2. Background Information
Prior art zoom lens systems operating in the f/2.8 relative aperture domain and covering fields of view approaching 50 degrees require many expensive lens elements to achieve usable image quality. Usually, these elements are made of optical glasses that have very different dispersion properties to permit good correction of chromatic aberrations. Moreover, zoom lens systems requiring many elements must be several times their longest focal length when measured from their front vertex to an image surface. A compact form that operates in the stated relative aperture and field angle domain requires high-index optical glasses which makes the lens system very expensive to manufacture.

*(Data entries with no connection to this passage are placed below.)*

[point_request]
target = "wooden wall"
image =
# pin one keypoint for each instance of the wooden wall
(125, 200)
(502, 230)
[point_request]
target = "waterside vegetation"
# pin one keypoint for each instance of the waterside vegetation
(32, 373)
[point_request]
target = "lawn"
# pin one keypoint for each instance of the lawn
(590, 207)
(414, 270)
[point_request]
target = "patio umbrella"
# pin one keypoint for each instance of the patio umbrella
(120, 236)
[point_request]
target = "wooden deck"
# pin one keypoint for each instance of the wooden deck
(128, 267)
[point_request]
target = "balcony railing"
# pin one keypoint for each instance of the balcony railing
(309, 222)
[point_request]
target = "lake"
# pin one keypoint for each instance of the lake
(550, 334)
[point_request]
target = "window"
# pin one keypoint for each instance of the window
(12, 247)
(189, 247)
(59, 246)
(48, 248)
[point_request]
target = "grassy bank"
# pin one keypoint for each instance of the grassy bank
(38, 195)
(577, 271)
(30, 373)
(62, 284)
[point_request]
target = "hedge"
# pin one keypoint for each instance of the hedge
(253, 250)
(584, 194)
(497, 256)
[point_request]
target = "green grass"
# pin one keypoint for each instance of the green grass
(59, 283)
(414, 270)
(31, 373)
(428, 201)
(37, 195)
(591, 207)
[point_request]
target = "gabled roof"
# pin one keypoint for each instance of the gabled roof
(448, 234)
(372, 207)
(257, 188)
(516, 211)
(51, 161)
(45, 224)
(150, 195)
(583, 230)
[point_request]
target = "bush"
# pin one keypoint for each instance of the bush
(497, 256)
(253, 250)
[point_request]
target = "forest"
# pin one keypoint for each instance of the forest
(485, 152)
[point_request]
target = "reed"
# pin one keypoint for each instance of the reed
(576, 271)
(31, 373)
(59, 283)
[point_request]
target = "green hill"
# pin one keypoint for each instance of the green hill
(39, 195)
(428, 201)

Moreover, optical systems that discretely sample images on detector arrays produce aliasing effects in the displayed image. Color Filter Arrays ("CFAs") integrated into discretely sampled detector arrays introduce color-aliasing effects. An example of aliasing effects in a monochrome (black and white) CCTV image are Moire effects that cause an object to move and change patterns when the object moves relative to a charge coupled device ("CCD") detector array and has dimensions commensurate with the pixel dimensions of the detector array. An example of color aliasing effects in a CFA CCD detector system is the similar Moire effects that cause an object to move, change patterns, and change color when the object moves relative to the detector array and the object has dimensions commensurate with the pixel dimensions of the detector. For example, when a building, having very narrow columns, is carefully observed on a TV system using a CFA detector system in the camera, some columns will have a red tint, some a green tint, and some a blue tint. As the camera moves, the tinted pattern shifts from one column to another.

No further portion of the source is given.